Today has been a bad day for the indyref debate, with weak arguments from governments in Edinburgh and London, and a shared frame that could have been designed between them to drive down turnout. The offences aren’t the same, mind: from the SNP side we have speculative handwaving designed to appeal to pure selfishness, while on the Coalition side we see downright dishonesty and misrepresentation.

To start with the latter, the UK Government put out information about the “cost of independence”, based on research from the LSE’s Professor Patrick Dunleavy. The data in it was then utterly destroyed by one Professor Patrick Dunleavy, as initially reported in the Financial Times and now belatedly elsewhere. The doomed Danny Alexander claimed the costs would be £2.7bn, then rowed back to £1.5bn, about seven and a half times the upper end of the Professor’s estimates, and ten times the lower end.

Here’s a bit more from the Lib Dems on what the Chief Secretary to the Treasury had to say.

In his speech, Danny pointed out five factors that would affect Scotland’s finances if it were to become independent:

1. New institutions would have to be set up in Scotland, costing the country millions of pounds.
2. Scotland would have to pay higher interest rates to borrow, resulting in around £500 million per year in additional debt interest costs.
3. The Scottish government’s new policies would cost at least £1.6 billion every year.
4. Revenues from oil and gas production would fall by around 95% over the next 20 years due to the decline in North Sea oil production.
5. The shrinking number of working age people would have to pay for Scotland’s growing number of old age pensioners.

Danny mentioned that all of these factors would be worth £1400 per person in Scotland each year for the next 20 years, something that would be easily avoided by staying in the UK.

Let’s look at those all in a little detail.

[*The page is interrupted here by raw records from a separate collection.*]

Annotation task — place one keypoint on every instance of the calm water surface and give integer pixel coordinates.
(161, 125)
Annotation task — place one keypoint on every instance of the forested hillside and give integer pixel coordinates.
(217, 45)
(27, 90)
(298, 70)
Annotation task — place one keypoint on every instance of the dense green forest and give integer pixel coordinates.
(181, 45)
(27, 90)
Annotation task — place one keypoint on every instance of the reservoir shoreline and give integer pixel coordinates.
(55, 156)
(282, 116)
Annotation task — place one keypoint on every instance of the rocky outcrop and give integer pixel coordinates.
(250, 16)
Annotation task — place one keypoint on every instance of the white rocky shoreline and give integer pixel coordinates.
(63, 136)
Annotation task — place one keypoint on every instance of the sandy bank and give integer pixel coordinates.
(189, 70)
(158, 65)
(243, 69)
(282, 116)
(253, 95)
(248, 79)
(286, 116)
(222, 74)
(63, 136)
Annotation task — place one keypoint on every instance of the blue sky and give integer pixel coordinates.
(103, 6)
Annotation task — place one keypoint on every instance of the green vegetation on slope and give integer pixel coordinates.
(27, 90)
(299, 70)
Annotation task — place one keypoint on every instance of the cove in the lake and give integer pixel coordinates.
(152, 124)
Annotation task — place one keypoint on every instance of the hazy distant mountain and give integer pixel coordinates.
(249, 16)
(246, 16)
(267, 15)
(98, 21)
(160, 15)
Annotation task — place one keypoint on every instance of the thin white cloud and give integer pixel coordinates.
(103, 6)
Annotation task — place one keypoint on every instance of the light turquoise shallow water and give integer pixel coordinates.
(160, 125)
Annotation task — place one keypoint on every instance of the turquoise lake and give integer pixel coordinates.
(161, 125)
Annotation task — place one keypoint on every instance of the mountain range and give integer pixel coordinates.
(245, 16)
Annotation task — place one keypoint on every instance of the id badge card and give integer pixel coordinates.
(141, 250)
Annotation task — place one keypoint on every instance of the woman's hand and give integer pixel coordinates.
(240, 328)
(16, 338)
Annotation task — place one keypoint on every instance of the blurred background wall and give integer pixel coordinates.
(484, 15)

1. Clearly true, although “millions” is a bit of a further row-back from the billions they were initially claiming. £150m-£200m isn’t a lot of setup costs, to use the Professor’s figures: it’s about an eighth of the money Scottish Ministers are already squandering on a single unnecessary road bridge. No biggie.
2. Unknown and unknowable prior to independence. Just don’t.
3. Depends on what kind of Scottish Government we elect in 2016, and if the Lib Dems still exist then they’ll be free to propose a low-tax war-on-the-poor style system for Scotland akin to the one they’ve helped the Tories deliver in reserved areas. So therefore unknowable.
4. Utter unmitigated bullshit: yes, oil and gas revenues will drop sharply from around 2016, they are already well below the 1999 peak (see graph below), and cannot in any case be a sustainable basis for a future Scottish economy. But aside from the last of those, the issue here is geology, and staying in the Union can’t undo the fact that oil is finite and we’ve already extracted most of it from the North Sea.
5. Again, it depends. Will an independent Scotland stick to the kind of anti-immigrant policies the Tories and Lib Dems are delivering, or will the more positive position shared by the SNP and the Greens win out? Can’t have this both ways, Danny.

The offences on the other side are less glaring, and not blatantly dishonest, but still, in the interests of fairness, they have to be pointed out. Here’s the argument. It relies on speculative better productivity gains in Scotland than in the rest of the UK (the equivalent of the empty politicians’ call for “efficiency savings”), speculative better employment rates than the rest of the UK, and speculative Scottish population increases.

All of these are the same sort of unsubstantiated arguments as Danny’s final point above (much as I hope an independent Scotland will welcome more immigration), and it’s also tactically poor. Confusing independence with some sketchy estimates of outcomes from vague policies won’t persuade people to vote Yes. Independence is about the people of Scotland making our own decisions, not it being set in stone now, even if it could be.

Incidentally, on page 18 of the full document, the Scottish Government uses 2016-17 as the reference year for oil receipts. As per industry research from May 2013, that’s around the post-1999 peak. Their figures on page 26 are, shall we say, bullish.

oil-chartAnyway, the document is full of dubious hypotheticals, and reads like an expert group of civil servants weighing something they can’t see while keeping a thumb firmly on the scales. Sometimes it goes beyond that. Imagine using the word “will” here rather than the word “would”: “Higher productivity growth will boost public sector revenues as increased economic output leads to higher tax receipts” (p36).

Furthermore, people aren’t stupid, or most of them aren’t. They know that chat about whether we’ll be better or worse off, by either side, especially when associated with exciting round numbers, is mere empty speculation. It’s also not what motivates people, from what I understand of the focus groups that have been conducted. Even assuming people want to sound more progressive when being polled, fairness is much more persuasive. Oh, and so too is “decisions will be made in Scotland, by voters in Scotland”: much more attractive than “here’s how it’s all going to be, sod the electorate”.

Conjecture from Yes, downright lies from No: the Scottish public deserves better than this.